Servicing Mission 2 (SM2): Feb. 11-21, 1997
STS-82 made significant improvements to Hubble’s productivity. The installation of two new instruments—the Space Telescope Imaging Spectrograph (STIS) and the Near Infrared Camera and Multi-Object Spectrometer (NICMOS)— extended Hubble’s wavelength range into the near-infrared for imaging and spectroscopy, allowing scientists to probe the most distant reaches of the universe. The replacement of several components, including a Fine Guidance Sensor (FGS), Reaction Wheel Assembly, and solid-state data recorder, increased efficiency and performance.
Servicing Mission 3A (SM3A): Dec. 19-27, 1999
What was originally conceived as a mission of preventive maintenance turned more urgent on November 13, 1999, when the fourth of Hubble’s six gyroscopes failed. At that time, Hubble needed at least three of its stabilizing gyroscopes to conduct science. Hubble went into a dormant “safe mode” while the telescope waited for repairs. NASA split the third servicing mission into two parts, beginning with STS- 103, to more quickly bring Hubble back into operation. The new, improved, and upgraded equipment included six fresh gyroscopes; six battery voltage/temperature improvement kits; a faster, more powerful, main computer; a solid-state data recorder; a new transmitter; an enhanced Fine Guidance Sensor; and new thermal insulation.
Servicing Mission 3B (SM3B): March 1-12, 2002
During the fourth mission to service Hubble, STS-109 astronauts replaced Hubble’s solar panels with rigid and more powerful solar arrays and installed the Advanced Camera for Surveys (ACS) in place of the Faint Object Camera (FOC), the telescope’s last original instrument. They also replaced the spacecraft’s original Power Control Unit (PCU), which had been on the job for 11 years, requiring Hubble to be completely powered down for the first time since its launch in 1990.

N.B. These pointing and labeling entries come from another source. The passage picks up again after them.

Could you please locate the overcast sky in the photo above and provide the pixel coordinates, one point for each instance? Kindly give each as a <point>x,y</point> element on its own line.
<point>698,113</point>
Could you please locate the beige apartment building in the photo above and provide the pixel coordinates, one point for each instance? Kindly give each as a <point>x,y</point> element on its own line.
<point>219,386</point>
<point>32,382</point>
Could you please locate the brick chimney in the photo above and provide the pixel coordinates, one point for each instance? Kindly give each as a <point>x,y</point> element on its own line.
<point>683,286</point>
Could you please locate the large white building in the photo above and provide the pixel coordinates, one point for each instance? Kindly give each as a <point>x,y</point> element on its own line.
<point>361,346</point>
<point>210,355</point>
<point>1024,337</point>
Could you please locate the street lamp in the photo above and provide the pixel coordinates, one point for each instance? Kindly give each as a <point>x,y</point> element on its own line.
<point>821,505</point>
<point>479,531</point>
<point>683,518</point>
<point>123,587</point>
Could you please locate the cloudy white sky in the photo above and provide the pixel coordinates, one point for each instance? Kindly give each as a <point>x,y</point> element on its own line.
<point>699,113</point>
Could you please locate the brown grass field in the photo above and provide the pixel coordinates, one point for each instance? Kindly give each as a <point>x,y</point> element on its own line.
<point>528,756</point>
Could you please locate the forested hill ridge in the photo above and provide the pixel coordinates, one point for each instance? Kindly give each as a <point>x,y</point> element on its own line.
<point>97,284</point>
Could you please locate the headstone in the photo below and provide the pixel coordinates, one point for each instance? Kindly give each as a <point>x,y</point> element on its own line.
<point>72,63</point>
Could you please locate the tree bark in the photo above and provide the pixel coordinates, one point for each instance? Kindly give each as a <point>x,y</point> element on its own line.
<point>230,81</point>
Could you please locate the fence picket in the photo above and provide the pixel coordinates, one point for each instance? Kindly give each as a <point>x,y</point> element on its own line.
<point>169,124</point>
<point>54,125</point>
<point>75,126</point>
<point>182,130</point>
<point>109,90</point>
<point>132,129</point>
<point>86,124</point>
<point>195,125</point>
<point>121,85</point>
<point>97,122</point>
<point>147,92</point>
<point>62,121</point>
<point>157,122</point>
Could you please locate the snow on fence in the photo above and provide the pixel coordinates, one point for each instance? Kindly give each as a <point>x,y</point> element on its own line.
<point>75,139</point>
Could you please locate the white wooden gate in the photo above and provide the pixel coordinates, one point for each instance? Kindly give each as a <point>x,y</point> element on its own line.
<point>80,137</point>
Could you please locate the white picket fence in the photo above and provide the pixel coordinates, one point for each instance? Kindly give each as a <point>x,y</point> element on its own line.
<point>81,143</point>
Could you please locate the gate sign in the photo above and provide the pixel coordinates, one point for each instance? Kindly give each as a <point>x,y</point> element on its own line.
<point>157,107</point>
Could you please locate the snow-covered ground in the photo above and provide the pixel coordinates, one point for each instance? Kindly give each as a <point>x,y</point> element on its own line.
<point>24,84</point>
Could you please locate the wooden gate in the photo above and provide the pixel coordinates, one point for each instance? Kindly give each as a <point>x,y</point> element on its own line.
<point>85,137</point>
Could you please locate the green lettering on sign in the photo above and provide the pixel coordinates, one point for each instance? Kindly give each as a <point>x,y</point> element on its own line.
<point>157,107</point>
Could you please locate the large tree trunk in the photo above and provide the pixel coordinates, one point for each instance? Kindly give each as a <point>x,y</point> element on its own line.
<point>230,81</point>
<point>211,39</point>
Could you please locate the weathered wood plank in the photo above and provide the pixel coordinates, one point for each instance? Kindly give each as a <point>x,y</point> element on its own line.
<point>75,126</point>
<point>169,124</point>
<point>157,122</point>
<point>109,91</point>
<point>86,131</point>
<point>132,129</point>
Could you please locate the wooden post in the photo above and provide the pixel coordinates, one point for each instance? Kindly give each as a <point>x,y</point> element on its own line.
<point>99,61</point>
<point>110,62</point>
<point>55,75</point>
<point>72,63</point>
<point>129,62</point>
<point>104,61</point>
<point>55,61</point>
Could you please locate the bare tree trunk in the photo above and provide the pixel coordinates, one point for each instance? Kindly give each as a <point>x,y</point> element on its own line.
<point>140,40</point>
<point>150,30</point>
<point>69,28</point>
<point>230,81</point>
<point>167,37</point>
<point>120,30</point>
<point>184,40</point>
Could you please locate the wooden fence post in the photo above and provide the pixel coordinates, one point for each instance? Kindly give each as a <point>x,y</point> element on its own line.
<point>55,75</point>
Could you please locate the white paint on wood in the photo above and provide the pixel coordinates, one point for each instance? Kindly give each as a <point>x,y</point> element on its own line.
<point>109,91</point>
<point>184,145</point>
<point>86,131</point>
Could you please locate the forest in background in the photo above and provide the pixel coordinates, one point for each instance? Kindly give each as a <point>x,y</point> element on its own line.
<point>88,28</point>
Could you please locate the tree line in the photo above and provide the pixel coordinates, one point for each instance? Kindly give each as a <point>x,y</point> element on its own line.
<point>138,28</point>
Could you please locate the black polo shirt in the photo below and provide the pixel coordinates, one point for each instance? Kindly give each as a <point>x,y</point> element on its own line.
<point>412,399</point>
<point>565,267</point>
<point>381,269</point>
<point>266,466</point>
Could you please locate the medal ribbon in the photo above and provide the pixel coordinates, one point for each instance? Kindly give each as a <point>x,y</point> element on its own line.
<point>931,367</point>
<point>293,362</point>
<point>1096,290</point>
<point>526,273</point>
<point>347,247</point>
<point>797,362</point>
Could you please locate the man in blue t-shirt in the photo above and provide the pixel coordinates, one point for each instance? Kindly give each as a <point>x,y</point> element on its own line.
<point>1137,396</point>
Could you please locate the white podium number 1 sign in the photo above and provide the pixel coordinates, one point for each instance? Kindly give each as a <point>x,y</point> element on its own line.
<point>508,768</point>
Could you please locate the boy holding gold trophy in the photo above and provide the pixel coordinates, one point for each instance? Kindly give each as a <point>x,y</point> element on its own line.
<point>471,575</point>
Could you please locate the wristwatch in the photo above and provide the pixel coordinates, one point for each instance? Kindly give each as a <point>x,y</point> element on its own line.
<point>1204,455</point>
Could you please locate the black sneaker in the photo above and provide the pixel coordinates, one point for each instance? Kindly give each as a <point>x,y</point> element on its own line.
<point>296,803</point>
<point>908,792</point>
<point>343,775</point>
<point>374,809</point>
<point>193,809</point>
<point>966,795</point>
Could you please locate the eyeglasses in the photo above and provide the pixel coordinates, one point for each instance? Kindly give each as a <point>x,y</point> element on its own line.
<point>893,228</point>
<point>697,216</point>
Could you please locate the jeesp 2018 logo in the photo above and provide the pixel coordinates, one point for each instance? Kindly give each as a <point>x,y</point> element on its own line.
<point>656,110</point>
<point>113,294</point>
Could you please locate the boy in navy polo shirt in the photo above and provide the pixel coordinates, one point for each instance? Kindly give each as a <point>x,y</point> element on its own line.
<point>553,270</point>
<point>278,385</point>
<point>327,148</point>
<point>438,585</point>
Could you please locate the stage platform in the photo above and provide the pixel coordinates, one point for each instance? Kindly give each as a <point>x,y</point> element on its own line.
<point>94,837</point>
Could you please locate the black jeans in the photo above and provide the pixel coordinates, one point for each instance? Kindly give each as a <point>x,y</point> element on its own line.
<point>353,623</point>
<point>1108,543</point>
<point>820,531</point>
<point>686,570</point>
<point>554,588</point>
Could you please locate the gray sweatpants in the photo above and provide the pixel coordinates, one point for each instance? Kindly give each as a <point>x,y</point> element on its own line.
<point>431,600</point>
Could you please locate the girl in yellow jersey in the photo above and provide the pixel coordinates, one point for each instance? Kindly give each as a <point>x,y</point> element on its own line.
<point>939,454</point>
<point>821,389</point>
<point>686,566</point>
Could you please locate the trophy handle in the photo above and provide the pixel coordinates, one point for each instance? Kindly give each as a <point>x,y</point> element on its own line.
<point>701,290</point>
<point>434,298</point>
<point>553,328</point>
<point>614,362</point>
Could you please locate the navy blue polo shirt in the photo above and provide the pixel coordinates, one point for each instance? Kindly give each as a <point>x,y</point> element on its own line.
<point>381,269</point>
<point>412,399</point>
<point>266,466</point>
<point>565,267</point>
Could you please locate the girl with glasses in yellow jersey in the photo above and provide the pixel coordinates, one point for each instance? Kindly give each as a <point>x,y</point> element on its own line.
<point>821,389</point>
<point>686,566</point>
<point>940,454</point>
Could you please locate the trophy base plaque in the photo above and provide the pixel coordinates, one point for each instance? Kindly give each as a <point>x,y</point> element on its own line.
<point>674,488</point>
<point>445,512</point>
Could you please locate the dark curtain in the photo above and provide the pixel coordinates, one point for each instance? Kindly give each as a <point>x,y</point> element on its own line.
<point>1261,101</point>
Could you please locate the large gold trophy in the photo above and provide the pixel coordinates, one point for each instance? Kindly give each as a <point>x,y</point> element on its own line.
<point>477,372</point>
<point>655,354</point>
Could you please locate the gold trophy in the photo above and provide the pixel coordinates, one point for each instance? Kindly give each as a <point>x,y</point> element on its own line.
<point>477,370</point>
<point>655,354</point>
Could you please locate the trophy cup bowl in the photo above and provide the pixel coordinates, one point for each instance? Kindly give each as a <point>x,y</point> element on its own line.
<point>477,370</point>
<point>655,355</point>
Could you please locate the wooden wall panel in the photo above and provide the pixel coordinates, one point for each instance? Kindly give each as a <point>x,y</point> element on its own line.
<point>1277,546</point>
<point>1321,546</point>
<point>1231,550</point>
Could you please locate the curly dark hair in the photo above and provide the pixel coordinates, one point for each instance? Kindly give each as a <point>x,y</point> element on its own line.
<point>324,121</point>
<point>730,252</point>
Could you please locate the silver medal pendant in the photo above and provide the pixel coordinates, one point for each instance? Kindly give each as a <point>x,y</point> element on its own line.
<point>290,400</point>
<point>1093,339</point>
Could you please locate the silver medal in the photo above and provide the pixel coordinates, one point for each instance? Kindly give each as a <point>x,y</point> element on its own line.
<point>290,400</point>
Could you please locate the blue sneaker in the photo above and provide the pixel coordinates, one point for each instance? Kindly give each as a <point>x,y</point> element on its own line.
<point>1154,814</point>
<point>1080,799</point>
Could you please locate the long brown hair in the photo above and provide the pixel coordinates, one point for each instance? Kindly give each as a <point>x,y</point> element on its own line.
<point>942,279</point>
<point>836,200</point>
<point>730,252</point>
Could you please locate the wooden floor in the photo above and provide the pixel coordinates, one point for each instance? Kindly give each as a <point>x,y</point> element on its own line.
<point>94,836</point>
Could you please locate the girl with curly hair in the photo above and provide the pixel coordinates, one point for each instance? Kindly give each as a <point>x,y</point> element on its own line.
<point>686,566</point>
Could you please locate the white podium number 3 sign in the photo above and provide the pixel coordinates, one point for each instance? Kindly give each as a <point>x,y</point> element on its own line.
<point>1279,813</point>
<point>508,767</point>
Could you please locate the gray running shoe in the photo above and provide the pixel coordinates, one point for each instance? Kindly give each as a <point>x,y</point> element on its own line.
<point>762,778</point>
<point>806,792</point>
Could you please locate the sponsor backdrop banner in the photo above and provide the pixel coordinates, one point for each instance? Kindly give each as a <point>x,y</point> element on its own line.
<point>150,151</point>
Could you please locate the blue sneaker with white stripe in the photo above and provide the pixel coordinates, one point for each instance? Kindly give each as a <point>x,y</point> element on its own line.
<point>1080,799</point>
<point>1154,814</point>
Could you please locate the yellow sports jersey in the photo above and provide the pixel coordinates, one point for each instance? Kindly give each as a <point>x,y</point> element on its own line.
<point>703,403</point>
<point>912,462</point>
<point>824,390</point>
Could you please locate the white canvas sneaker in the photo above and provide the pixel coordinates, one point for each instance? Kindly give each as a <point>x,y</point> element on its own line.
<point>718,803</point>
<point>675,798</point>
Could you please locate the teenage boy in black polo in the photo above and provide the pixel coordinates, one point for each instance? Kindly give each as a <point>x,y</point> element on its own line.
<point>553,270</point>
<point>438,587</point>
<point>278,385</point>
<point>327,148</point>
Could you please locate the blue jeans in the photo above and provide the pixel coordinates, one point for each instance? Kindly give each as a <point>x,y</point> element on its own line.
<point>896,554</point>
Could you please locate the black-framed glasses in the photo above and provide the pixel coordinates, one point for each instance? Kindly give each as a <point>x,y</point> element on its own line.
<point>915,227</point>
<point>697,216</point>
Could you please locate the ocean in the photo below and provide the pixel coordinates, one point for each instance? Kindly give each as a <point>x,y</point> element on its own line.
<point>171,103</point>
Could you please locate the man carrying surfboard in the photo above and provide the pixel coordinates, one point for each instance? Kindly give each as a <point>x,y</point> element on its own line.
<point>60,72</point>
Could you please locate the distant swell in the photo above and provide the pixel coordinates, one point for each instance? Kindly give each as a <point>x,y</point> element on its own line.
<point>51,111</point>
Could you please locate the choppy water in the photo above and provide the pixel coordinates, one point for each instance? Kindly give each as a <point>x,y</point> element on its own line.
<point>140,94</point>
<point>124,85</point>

Servicing Mission 4 (SM4): May 11-24, 2009
The Hubble Space Telescope was reborn after Servicing Mission 4 (SM4). During STS-125, astronauts installed two new scientific instruments: the Cosmic Origins Spectrograph (COS) and Wide Field Camera 3 (WFC3). Two instruments that had experienced electronic failures, STIS and ACS, were revived by creative and complex in-orbit repairs that had not been anticipated when the telescope was designed. With these efforts, Hubble reached the apex of its scientific capabilities. To prolong Hubble’s life, astronauts also installed new batteries, new gyroscopes, a new science computer, a refurbished Fine Guidance Sensor, and new insulation on three electronics bays. Additionally, astronauts attached a soft-capture mechanism to the base of the telescope to assist NASA in safely deorbiting Hubble at the end of its life.